In Skin, this year’s winner in the live action category, a racist white father allows his son to witness him and his Nazi gang brutally beating an innocent black man at a supermarket. He teaches his son how to shoot guns, and he teaches his son to hate people for the color of their skin. In an allegorical turn “Skin” says if you teach hate, you will be met with hate. It will find you where you are. Nattiv wanted to create a conversation on race and gun control and to show how it affects the perpetrator in ways that are unexpected and profound. He seems to be saying, there is an urgent need for change.
Within our nation we have been met with separatist rhetoric that has become stronger than I personally could have predicted.
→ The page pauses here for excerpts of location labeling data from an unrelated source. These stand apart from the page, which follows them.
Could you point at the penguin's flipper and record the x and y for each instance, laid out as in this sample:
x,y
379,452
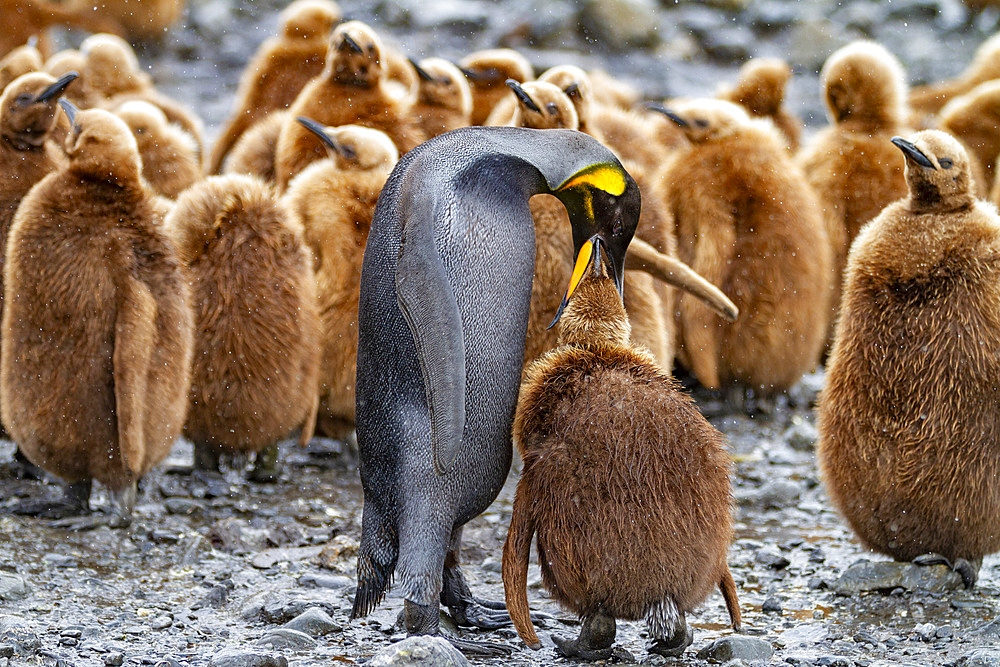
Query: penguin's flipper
x,y
429,305
135,336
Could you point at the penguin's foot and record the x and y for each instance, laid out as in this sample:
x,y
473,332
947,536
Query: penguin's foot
x,y
265,466
75,502
968,570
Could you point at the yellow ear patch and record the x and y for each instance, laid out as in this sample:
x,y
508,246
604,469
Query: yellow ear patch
x,y
606,177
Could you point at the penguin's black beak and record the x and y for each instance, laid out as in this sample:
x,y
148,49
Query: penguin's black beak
x,y
912,152
522,95
57,88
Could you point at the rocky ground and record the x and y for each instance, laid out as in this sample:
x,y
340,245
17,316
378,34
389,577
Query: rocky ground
x,y
246,575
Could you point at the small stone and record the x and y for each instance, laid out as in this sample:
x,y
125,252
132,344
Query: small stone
x,y
314,622
238,658
425,650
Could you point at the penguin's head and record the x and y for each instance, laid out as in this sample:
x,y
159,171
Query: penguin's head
x,y
355,56
101,146
490,69
704,120
353,147
576,84
442,84
29,107
863,82
937,170
761,86
603,204
309,19
594,310
542,106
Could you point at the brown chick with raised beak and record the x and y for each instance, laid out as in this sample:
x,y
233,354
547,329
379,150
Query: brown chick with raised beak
x,y
169,154
985,66
851,165
487,72
761,91
625,483
350,90
444,100
97,339
279,70
256,362
335,199
748,223
909,442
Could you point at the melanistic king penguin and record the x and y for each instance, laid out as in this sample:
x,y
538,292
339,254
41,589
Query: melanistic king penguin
x,y
445,290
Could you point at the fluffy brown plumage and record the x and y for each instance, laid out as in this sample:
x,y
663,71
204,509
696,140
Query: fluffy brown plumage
x,y
350,90
761,91
851,165
335,200
256,361
909,446
169,154
279,70
97,339
631,506
747,222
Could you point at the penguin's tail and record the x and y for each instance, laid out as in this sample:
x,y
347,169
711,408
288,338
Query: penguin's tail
x,y
516,550
376,561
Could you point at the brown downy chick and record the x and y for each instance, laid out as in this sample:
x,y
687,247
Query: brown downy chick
x,y
748,223
350,90
907,451
256,361
761,91
279,70
97,339
985,66
624,482
335,200
444,100
488,72
851,165
169,154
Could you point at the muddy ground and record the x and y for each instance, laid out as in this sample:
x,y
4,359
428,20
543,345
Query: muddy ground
x,y
209,566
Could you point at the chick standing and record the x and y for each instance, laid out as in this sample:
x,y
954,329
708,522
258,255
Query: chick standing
x,y
97,339
907,450
631,506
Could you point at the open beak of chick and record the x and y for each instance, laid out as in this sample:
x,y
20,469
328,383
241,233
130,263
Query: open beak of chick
x,y
912,152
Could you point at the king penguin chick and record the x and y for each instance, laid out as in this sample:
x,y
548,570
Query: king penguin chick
x,y
444,99
97,339
851,165
488,72
350,90
335,199
761,91
906,449
748,223
279,70
632,507
256,361
169,154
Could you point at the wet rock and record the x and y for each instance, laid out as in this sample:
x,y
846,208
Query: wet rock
x,y
423,650
314,622
287,638
238,658
619,24
886,576
12,587
748,649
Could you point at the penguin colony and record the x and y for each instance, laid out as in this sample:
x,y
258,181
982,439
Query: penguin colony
x,y
226,307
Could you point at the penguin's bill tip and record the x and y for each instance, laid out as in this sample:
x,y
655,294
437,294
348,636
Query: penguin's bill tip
x,y
607,177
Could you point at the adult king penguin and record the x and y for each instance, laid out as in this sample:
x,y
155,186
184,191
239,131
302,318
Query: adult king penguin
x,y
445,289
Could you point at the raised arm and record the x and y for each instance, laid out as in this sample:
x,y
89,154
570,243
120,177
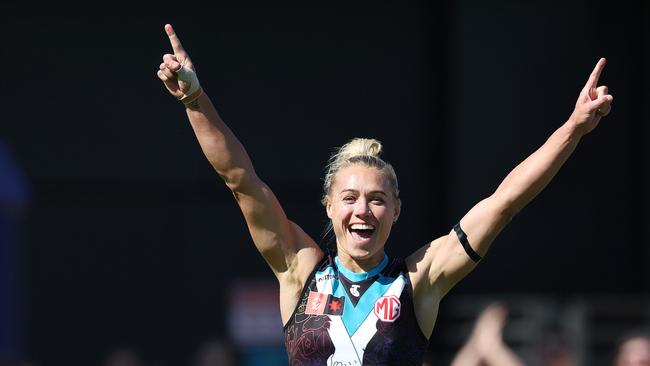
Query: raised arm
x,y
278,239
447,260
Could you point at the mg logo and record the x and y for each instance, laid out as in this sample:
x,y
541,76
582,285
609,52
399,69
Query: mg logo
x,y
387,308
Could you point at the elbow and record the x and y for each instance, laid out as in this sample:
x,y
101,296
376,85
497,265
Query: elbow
x,y
238,179
507,208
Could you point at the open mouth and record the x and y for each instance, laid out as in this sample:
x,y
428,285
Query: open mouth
x,y
361,231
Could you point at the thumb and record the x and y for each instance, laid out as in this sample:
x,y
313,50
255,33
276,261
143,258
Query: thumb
x,y
600,102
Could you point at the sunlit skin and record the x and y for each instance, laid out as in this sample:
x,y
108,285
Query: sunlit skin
x,y
361,195
634,352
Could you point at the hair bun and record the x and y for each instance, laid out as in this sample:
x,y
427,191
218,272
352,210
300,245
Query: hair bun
x,y
359,147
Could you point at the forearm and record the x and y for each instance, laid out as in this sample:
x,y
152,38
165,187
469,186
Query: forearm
x,y
219,144
531,176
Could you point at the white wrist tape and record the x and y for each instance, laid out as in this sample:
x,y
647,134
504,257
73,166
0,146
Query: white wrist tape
x,y
188,76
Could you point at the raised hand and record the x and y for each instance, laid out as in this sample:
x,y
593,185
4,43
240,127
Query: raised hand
x,y
177,71
594,102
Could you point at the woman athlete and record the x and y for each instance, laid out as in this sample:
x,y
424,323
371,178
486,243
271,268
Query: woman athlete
x,y
356,306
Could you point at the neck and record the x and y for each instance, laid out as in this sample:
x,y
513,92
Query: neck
x,y
358,265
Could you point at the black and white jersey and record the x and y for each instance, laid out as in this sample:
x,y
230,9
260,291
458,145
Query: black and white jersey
x,y
346,318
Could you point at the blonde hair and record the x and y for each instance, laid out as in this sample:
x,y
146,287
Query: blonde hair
x,y
358,151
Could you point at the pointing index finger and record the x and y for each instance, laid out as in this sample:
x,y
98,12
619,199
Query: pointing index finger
x,y
593,78
174,40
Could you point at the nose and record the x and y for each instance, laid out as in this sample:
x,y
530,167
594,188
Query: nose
x,y
362,209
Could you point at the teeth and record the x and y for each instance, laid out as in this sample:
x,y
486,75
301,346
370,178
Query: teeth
x,y
362,227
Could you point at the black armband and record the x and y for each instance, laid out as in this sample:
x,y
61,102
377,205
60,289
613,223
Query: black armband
x,y
463,240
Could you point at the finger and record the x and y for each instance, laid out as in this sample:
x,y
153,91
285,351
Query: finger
x,y
168,73
604,110
174,40
171,62
595,74
162,76
601,103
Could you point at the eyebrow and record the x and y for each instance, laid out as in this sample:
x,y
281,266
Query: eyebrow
x,y
357,192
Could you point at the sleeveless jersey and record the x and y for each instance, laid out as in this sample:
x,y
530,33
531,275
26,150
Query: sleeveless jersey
x,y
345,318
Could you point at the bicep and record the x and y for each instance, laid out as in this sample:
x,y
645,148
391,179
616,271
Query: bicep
x,y
275,237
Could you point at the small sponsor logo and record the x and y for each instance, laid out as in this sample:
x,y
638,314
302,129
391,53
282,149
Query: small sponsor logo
x,y
324,304
325,277
354,290
387,308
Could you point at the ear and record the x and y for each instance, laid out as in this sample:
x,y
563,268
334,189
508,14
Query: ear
x,y
328,208
398,209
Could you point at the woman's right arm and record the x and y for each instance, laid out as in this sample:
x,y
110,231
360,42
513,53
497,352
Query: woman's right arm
x,y
280,241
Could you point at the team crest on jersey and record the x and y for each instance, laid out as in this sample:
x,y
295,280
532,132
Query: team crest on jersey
x,y
324,304
387,308
354,290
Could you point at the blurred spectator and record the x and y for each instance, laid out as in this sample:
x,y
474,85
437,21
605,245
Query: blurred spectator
x,y
486,346
633,350
555,349
216,352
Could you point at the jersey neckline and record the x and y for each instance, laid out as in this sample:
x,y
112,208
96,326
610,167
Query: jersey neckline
x,y
360,276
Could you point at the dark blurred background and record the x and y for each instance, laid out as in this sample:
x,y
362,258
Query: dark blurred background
x,y
116,232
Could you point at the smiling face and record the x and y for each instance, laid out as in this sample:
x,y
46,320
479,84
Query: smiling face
x,y
362,207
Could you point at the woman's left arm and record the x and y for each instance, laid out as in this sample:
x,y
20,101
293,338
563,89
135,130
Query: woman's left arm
x,y
449,259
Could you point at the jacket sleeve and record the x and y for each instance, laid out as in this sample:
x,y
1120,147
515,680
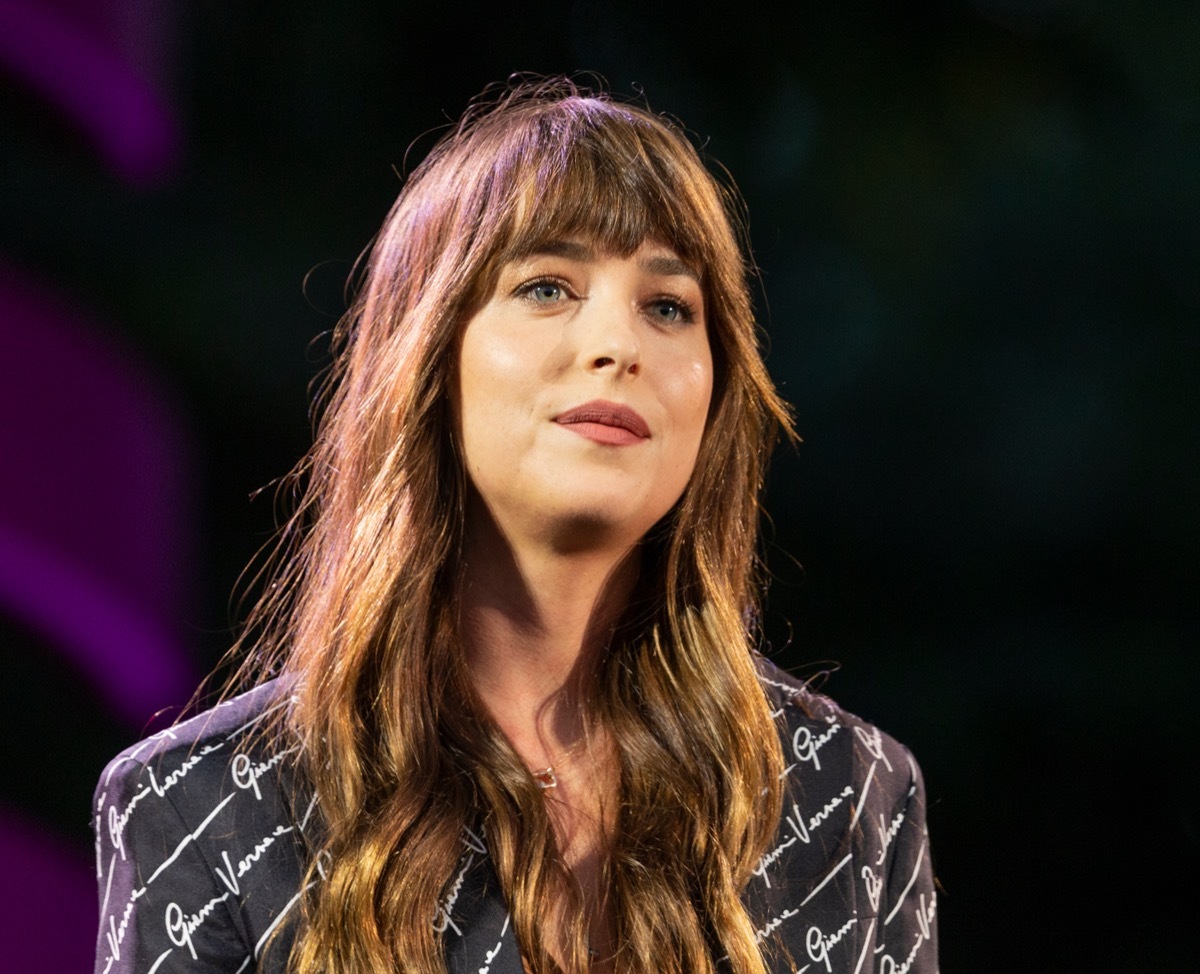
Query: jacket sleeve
x,y
162,908
909,906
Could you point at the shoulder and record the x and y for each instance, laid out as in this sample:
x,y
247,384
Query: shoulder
x,y
189,769
199,839
849,873
822,739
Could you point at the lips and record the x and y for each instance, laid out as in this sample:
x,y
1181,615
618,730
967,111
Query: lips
x,y
605,422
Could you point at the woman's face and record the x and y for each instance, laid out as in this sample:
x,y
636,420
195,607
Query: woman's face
x,y
582,392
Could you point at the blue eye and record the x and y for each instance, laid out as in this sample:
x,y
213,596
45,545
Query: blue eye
x,y
670,310
544,292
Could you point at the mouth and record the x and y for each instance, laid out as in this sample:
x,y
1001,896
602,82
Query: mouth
x,y
605,422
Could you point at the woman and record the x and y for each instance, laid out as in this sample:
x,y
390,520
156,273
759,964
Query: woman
x,y
516,720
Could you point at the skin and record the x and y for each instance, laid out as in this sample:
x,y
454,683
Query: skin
x,y
557,509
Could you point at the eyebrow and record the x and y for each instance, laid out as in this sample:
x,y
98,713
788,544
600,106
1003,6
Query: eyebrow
x,y
571,250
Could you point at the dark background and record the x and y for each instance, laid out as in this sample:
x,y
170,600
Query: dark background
x,y
978,226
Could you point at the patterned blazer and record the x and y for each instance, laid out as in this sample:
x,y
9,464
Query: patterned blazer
x,y
201,853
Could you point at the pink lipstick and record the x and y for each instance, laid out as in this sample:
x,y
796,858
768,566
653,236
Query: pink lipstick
x,y
605,422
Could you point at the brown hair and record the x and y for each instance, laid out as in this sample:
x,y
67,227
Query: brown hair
x,y
361,611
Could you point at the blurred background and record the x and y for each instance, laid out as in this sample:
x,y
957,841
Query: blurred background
x,y
978,226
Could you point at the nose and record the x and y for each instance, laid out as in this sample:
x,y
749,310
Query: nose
x,y
609,338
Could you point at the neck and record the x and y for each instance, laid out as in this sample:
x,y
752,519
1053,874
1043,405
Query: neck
x,y
534,621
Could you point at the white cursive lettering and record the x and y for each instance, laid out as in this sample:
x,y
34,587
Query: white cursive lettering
x,y
180,927
817,944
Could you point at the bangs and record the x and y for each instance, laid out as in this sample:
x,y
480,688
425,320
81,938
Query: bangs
x,y
594,172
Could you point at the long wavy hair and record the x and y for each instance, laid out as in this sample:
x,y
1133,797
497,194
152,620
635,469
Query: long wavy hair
x,y
360,611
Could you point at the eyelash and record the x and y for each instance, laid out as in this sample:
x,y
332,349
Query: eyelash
x,y
685,310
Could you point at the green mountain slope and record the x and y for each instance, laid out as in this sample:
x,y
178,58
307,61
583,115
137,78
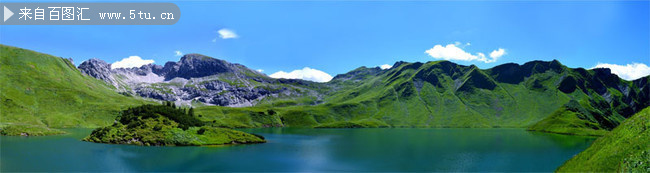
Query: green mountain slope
x,y
444,94
546,96
624,149
40,91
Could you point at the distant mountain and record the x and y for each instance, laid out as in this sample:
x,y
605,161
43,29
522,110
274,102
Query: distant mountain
x,y
39,90
198,79
545,96
445,94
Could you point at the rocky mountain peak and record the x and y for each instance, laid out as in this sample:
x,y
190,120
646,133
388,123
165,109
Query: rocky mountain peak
x,y
197,65
98,69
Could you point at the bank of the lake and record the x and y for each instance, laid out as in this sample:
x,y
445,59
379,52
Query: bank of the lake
x,y
292,149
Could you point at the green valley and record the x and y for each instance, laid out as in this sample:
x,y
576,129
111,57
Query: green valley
x,y
40,92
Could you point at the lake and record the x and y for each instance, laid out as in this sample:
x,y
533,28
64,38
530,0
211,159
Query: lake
x,y
295,149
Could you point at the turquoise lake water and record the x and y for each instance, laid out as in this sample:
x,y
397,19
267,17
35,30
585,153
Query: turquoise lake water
x,y
293,149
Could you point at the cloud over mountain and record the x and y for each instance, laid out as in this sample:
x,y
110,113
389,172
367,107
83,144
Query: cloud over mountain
x,y
305,74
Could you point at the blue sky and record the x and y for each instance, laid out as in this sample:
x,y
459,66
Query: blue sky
x,y
338,36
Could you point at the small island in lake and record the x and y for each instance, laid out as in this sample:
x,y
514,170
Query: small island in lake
x,y
166,125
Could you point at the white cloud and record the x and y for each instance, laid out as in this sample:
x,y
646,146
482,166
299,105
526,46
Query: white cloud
x,y
385,66
497,53
453,52
226,34
629,71
305,74
131,61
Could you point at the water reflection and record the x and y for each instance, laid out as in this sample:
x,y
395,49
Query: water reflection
x,y
294,149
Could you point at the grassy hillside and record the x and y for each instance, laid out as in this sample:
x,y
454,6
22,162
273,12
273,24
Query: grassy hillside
x,y
537,94
624,149
41,91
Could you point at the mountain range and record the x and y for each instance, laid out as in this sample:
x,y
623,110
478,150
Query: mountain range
x,y
539,95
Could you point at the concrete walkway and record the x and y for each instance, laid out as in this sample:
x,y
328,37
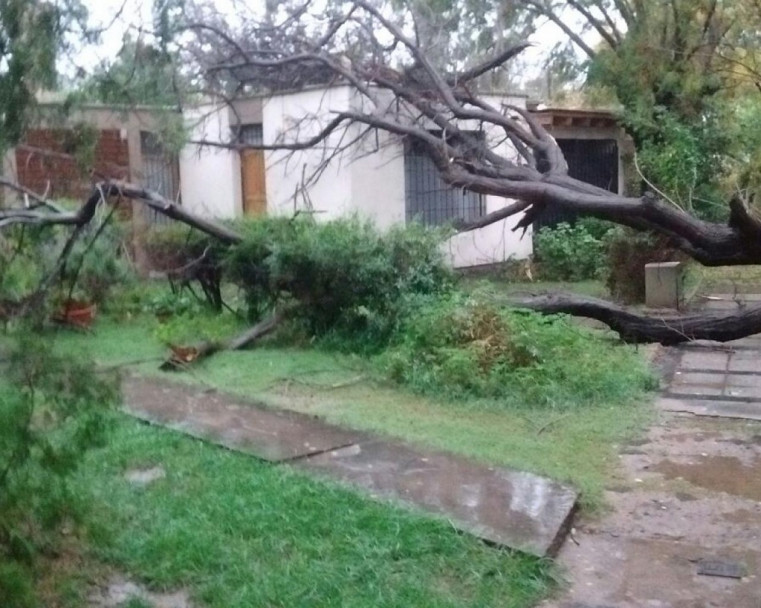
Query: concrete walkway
x,y
510,508
685,526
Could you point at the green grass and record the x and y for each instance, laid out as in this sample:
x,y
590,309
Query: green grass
x,y
237,532
505,287
575,446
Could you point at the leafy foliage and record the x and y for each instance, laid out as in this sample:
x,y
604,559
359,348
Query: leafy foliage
x,y
52,410
571,252
463,347
31,33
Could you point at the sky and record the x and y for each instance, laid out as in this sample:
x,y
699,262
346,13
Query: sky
x,y
134,16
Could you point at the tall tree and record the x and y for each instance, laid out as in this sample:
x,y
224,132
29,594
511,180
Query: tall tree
x,y
397,89
670,66
32,33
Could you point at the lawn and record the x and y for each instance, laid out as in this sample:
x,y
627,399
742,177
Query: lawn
x,y
237,532
234,531
576,446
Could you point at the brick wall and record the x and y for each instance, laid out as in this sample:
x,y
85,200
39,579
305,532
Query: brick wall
x,y
45,164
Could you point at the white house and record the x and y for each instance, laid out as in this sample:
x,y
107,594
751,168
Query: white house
x,y
379,177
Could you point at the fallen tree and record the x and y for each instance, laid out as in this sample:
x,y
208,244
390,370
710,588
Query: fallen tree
x,y
400,91
631,326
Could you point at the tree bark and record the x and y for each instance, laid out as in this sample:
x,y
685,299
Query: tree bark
x,y
183,356
668,329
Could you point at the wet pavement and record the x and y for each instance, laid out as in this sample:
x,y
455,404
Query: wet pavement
x,y
509,508
234,423
689,493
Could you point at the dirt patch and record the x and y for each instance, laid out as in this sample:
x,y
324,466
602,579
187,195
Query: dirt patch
x,y
717,473
143,477
119,591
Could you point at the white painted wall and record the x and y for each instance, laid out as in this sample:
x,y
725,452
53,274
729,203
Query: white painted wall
x,y
368,180
497,242
210,178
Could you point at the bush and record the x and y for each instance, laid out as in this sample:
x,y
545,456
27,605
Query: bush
x,y
96,264
187,255
52,409
344,280
571,252
461,347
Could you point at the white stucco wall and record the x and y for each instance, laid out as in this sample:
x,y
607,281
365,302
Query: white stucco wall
x,y
330,193
210,179
368,179
497,242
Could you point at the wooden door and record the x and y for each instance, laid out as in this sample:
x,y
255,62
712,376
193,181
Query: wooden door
x,y
254,188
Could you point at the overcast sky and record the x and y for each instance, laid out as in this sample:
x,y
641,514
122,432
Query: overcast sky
x,y
122,16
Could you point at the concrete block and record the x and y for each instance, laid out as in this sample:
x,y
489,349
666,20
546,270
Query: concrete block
x,y
663,284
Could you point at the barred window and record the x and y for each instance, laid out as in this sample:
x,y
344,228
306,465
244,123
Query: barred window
x,y
429,199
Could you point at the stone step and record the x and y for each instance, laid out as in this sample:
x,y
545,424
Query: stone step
x,y
506,507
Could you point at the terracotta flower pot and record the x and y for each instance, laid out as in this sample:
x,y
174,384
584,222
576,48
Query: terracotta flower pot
x,y
77,313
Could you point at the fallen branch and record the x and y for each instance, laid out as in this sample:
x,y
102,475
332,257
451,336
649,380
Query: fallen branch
x,y
638,328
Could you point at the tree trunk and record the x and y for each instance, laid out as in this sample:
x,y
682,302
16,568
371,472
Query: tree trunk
x,y
664,329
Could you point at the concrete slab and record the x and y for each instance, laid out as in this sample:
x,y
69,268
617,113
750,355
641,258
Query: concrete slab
x,y
712,409
704,360
233,423
511,508
745,362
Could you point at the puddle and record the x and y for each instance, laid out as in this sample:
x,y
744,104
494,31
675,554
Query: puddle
x,y
142,477
743,516
717,473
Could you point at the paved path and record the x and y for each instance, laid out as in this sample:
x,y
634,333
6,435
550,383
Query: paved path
x,y
510,508
689,500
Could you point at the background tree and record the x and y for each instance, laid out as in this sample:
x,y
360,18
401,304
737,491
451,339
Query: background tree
x,y
397,89
670,65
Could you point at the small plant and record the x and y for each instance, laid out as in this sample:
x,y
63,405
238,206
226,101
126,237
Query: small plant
x,y
343,280
571,252
52,410
193,327
460,347
168,303
627,252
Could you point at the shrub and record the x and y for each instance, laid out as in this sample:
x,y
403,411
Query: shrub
x,y
187,255
461,347
52,409
571,252
627,253
344,280
96,264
Marshall Curry’s “A Night at the Garden,” reminds us that racism and nationalism were here long before Trump. He didn’t create it, he simply energized something that was boiling beneath. But the voices of freedom, expression and love have answered. This is not just one man’s or one group’s world. This is everyone’s world, and these are our voices.
This year’s short film nominees are as diverse as the stories they have told. From animated features taking a steamed roll and making it into a human in Bao, to a hilarious support group for animals in Alison Snowden and David Fine’s nominated animation short Animal Behavior, the short film is more vibrant, alive and beaming with passion than ever before. Let this be a lesson to us all. Life’s a short. Be fierce. Be brave. And make it epic. Period… End of sentence.